Since January, while food prices have decreased, non -food inflation components have been drifting, but not enough to raise the general CPI | Photo credit: V Raju
After stubbornly soaking until the end of 2024, domestic inflation seems to be decreasing. The last launch of the consumer price index (ICC) showed retail inflation sliding 27 basic points sequentially 3.34 percent in March 2025. The largest taxpayer to the decrease was the food component that collapsed to 2.69 percent, a minimum of 40 months, from a peak of 10.87 percent in October 2024. Projection of India or 4.8 percent.
The prices of vegetables, which were the factor of wild card last year, have a hiring of legs like February, deflating in 7 percent in March. This was triggered by a rebound in horticultural production after a good monzón in fiscal year 2015 and improved the above (tomato-y-potato). With egg prices (minus 3.1 percent) and pulses (minus 2.7 percent) in mute or 1-3 percent inflation in dairy products and meat, pressure on low-income households that carried the worst of the spiral of food price last year. This can be positive for non -discretionary consumption. Edible oils (17 percent) continued to be the only atypical case between food in March 2025. The government can suffocate this, when towing the basic customs service of 20 percent on vegetable oil with last year.
Since January, although food prices have decreased, non -food inflation components have been drifting, but not enough to raise the general CPI. Housing inflation (3.03 percent), clothing (2.62 percent), health (4.26 percent) and transport saw smaller increases, but fuel inflation saw a 1.5 percent peak from 1.33 percent negative in February 2025. There are many punctuation points. One, although the prices of vegetables are prone to a seasonal summer peak, a high base effect will suffocate its impact on the CPI this year. With the early stage prognosis of the meteorological departments of India (IMD) that predicts a second consecutive year of monsoon rains prior to normal this year, the improvement in supplies should be maintained. Two, energy prices have a significant weight on the CPI and have a reduction effect between goods and services. Benchmark Brent Crude has fallen below $ 65 per barrel and is expected to remain moderate. He thought that until now the center has pocketed the savings of the decrease, it is possible to move to consumers.

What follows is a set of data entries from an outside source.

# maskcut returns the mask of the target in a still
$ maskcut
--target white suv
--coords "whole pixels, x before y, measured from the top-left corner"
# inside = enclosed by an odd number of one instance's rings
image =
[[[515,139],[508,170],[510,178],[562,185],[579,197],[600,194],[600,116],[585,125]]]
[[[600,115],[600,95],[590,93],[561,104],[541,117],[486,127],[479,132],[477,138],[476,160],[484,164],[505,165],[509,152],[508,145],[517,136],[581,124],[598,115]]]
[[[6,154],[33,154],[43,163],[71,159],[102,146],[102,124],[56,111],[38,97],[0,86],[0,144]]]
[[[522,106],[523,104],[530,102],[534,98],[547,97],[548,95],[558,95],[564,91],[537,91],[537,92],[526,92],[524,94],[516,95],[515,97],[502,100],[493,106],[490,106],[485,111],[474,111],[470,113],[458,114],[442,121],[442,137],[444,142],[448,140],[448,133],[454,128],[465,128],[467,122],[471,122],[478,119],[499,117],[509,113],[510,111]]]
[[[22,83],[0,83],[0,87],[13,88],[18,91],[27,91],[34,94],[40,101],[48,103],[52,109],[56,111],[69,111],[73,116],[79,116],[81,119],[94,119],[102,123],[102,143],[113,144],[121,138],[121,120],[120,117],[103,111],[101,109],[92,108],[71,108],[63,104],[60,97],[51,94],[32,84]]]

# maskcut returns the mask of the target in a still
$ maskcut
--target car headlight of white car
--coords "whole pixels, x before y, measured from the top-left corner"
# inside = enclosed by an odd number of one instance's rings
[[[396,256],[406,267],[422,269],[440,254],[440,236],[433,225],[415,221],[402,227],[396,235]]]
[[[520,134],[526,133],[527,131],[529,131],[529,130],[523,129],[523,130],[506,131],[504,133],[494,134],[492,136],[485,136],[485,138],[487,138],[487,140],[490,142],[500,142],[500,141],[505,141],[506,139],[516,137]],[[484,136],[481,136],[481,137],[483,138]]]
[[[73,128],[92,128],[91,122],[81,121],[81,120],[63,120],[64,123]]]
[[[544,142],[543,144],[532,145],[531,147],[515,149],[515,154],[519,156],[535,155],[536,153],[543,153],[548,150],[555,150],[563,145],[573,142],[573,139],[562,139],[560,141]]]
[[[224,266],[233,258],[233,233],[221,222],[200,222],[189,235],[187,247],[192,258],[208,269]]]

Three, although the impact of Trump tariffs on inflation is difficult to measure at this juncture, trade interruption increases the perspectives of a global deceleration. This is negative for basic products prices. If American barriers to Chinese imports remain high, the hood of Chinese products that flood alternative markets such as India cannot be ruled out. In general, inflation risks seem to be mainly at the disadvantage. There may be no reason for the monetary policy committee to regret its recently pivot that prioritizes growth over inflation control.